If the fields are strong enough, all of the ionized plasma electrons can be removed from the center of the wake: this is known as the "blowout regime". Although the particles are not moving very quickly during this period, macroscopically it appears that a "bubble" of charge is moving through the plasma at close to the speed of light. The bubble is the region cleared of electrons that is thus positively charged, followed by the region where the electrons fall back into the center and is thus negatively charged. This leads to a small area of very strong potential gradient following the laser pulse.
In the linear regime, plasma electrons aren't completely removed from the center of the wake. In this case, the linear plasma wave equation can be applied. However, the wake appears very similar to the blowout regime, and the physics of acceleration is the same.
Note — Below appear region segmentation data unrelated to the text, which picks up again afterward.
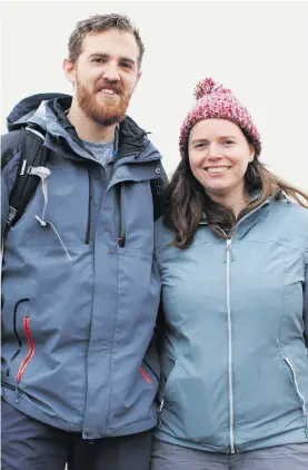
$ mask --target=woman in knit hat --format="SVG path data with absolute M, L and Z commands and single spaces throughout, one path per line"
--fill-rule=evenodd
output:
M 260 163 L 248 110 L 196 89 L 156 224 L 152 470 L 308 469 L 308 196 Z

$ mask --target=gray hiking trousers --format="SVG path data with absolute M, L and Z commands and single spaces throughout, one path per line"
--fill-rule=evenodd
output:
M 308 443 L 227 456 L 155 439 L 151 470 L 308 470 Z

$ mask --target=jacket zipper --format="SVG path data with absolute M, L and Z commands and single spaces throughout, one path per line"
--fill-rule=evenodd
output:
M 147 365 L 147 368 L 151 371 L 151 373 L 153 374 L 153 376 L 156 378 L 156 380 L 159 382 L 159 376 L 157 375 L 157 373 L 153 371 L 153 369 L 150 366 L 150 364 L 148 363 L 148 361 L 146 361 L 143 359 L 145 364 Z
M 29 362 L 31 361 L 31 359 L 33 358 L 34 352 L 36 352 L 36 344 L 34 344 L 34 341 L 32 340 L 32 336 L 31 336 L 29 322 L 30 322 L 29 316 L 24 316 L 23 317 L 23 330 L 24 330 L 26 336 L 27 336 L 28 342 L 29 342 L 29 350 L 28 350 L 26 358 L 23 359 L 23 361 L 21 362 L 21 364 L 18 369 L 18 372 L 17 372 L 17 375 L 16 375 L 16 379 L 14 379 L 17 384 L 20 382 L 22 374 L 24 372 L 24 369 L 27 368 L 27 365 L 29 364 Z
M 255 212 L 259 210 L 268 204 L 268 200 L 265 200 L 260 206 L 256 207 L 250 213 L 246 214 L 234 227 L 231 234 L 227 236 L 226 232 L 222 231 L 220 227 L 220 232 L 226 237 L 226 273 L 227 273 L 227 319 L 228 319 L 228 385 L 229 385 L 229 413 L 230 413 L 230 428 L 229 428 L 229 437 L 230 437 L 230 452 L 236 452 L 236 444 L 235 444 L 235 403 L 234 403 L 234 373 L 232 373 L 232 360 L 234 360 L 234 351 L 232 351 L 232 317 L 231 317 L 231 301 L 230 301 L 230 258 L 235 261 L 235 256 L 232 253 L 232 237 L 237 229 L 237 227 L 246 221 L 250 215 Z
M 295 384 L 295 388 L 296 388 L 296 392 L 297 392 L 297 394 L 298 394 L 298 396 L 299 396 L 299 399 L 301 401 L 301 410 L 302 410 L 302 413 L 304 413 L 305 417 L 308 417 L 308 411 L 306 410 L 306 401 L 305 401 L 305 398 L 302 396 L 302 394 L 300 393 L 300 390 L 299 390 L 299 386 L 298 386 L 297 376 L 296 376 L 294 366 L 290 363 L 290 361 L 288 360 L 288 358 L 285 358 L 285 361 L 286 361 L 286 363 L 288 364 L 288 366 L 291 370 L 292 378 L 294 378 L 294 384 Z
M 18 356 L 18 354 L 21 351 L 21 346 L 22 346 L 22 342 L 21 339 L 19 337 L 18 331 L 17 331 L 17 311 L 20 304 L 24 303 L 24 302 L 29 302 L 29 298 L 21 298 L 20 301 L 17 302 L 14 310 L 13 310 L 13 333 L 14 333 L 14 337 L 18 341 L 18 350 L 14 352 L 14 354 L 12 355 L 11 360 L 10 360 L 10 365 L 8 366 L 7 370 L 7 376 L 10 375 L 10 368 L 11 368 L 11 363 L 13 362 L 13 360 Z
M 85 245 L 89 245 L 90 243 L 90 233 L 91 233 L 91 223 L 92 223 L 92 186 L 91 186 L 91 177 L 90 177 L 89 169 L 88 169 L 88 179 L 89 179 L 89 204 L 88 204 L 88 222 L 87 222 Z
M 230 256 L 232 257 L 232 239 L 227 238 L 227 319 L 228 319 L 228 383 L 229 383 L 229 412 L 230 412 L 230 451 L 235 453 L 235 405 L 234 405 L 234 375 L 232 375 L 232 322 L 230 303 Z
M 141 373 L 141 375 L 143 376 L 143 379 L 148 382 L 148 383 L 152 383 L 151 379 L 149 378 L 149 375 L 147 374 L 147 372 L 145 371 L 145 369 L 140 365 L 139 371 Z

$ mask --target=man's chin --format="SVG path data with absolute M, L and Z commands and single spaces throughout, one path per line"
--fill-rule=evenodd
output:
M 123 120 L 125 116 L 113 115 L 113 116 L 101 116 L 92 115 L 91 118 L 101 126 L 113 126 L 117 123 Z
It is this "wakefield" that is used for particle acceleration. A particle injected into the plasma near the high-density area will experience an acceleration toward (or away) from it, an acceleration that continues as the wakefield travels through the column, until the particle eventually reaches the speed of the wakefield. Even higher energies can be reached by injecting the particle to travel across the face of the wakefield, much like a surfer can travel at speeds much higher than the wave they surf on by traveling across it. Accelerators designed to take advantage of this technique have been referred to colloquially as "surfatrons".
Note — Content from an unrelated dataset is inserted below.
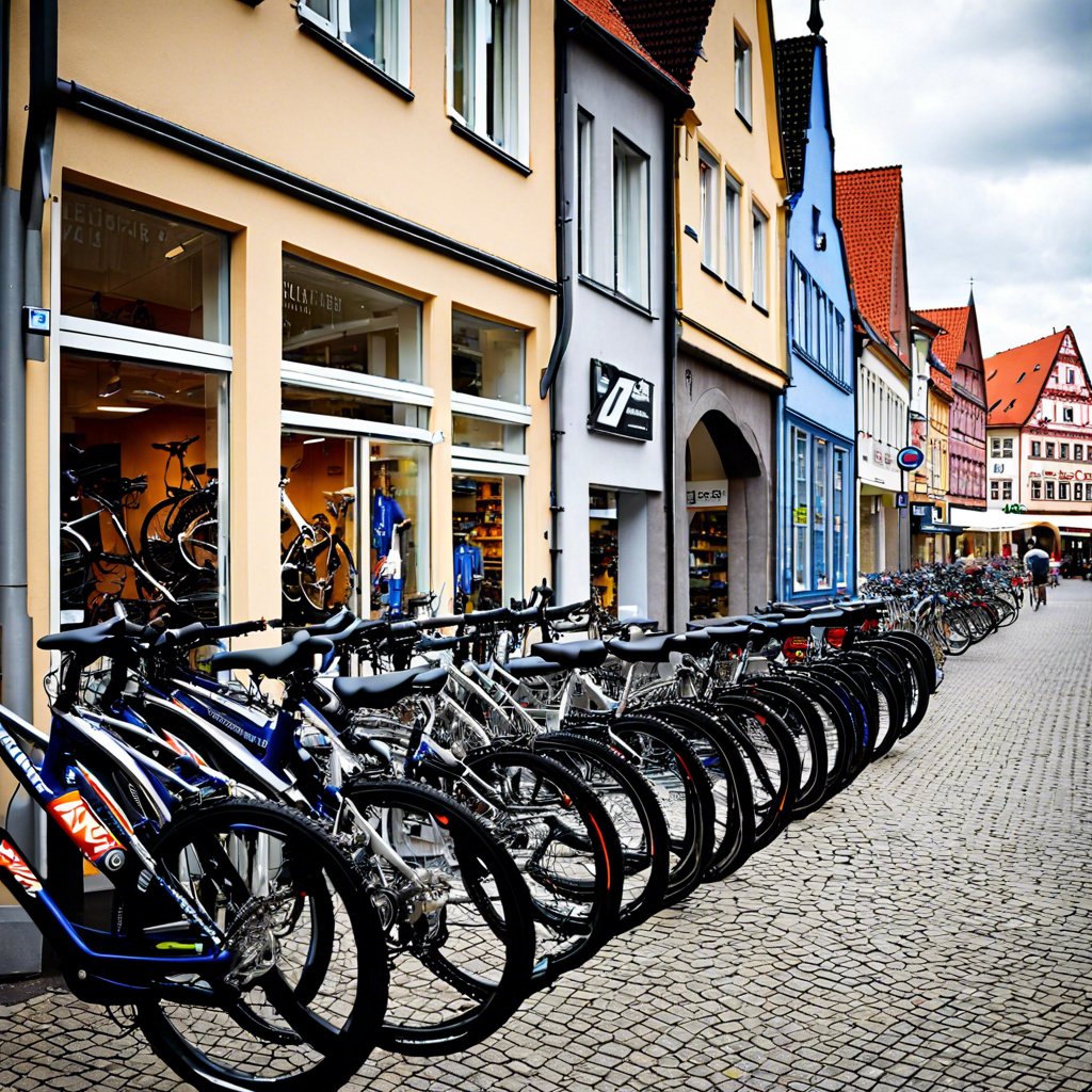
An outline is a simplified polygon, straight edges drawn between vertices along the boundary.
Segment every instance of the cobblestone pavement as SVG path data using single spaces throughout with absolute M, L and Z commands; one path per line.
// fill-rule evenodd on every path
M 1090 711 L 1092 583 L 1068 582 L 731 880 L 477 1049 L 377 1054 L 351 1088 L 1087 1092 Z M 0 1088 L 182 1087 L 98 1010 L 0 995 Z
Laser-solid target based ion acceleration has become an active area of research, especially since the discovery of Target Normal Sheath Acceleration. This new scheme offers further improvements in hadrontherapy, fusion fast ignition and sources for fundamental research. Nonetheless, the maximum energies achieved so far with this scheme are in the order of 100 MeV energies.
The main laser-solid acceleration scheme is Target Normal Sheath Acceleration, TNSA as it is usually referred as. TNSA like other laser based acceleration techniques is not capable of directly accelerating the ions. Instead it is a multi-step process consisting of several stages each with its associated difficulty to model mathematically. For this reason, so far there exists no perfect theoretical model capable of producing quantitative predictions for the TNSA mechanism. Particle-in-Cell simulations are usually employed to efficiently achieve predictions.
The scheme employs a solid target that interacts firstly with the laser prepulse, this ionises the target turning it into a plasma and causing a pre-expansion of the target front. Which produces an underdense plasma region at the front of the target, the so-called preplasma. Once the main laser pulse arrives at the target front it will then propagate through this underdense region and be reflected from the front surface of the target propagating back through the preplasma. Throughout this process the laser has heated up the electrons in the underdense region and accelerated them via stochastic heating.
This heating process is incredibly important, producing a high temperature electron populations is key for the next steps of the process. The importance of the preplasma in the electron heating process has recently been studied both theoretically and experimentally showing how longer preplasmas lead to stronger electron heating and an enhancement in TNSA. The hot electrons propagate through the solid target and exit it through the rear end. In doing so, the electrons produce an incredibly strong electric field, in the order of TV/m, through charge separation. This electric field, also referred to as the sheath field due to its resemblance with the shape of a sheath from a sword, is responsible for the acceleration of the ions. On the rear face of the target there is a small layer of contaminants (usually light hydrocarbons and water vapor).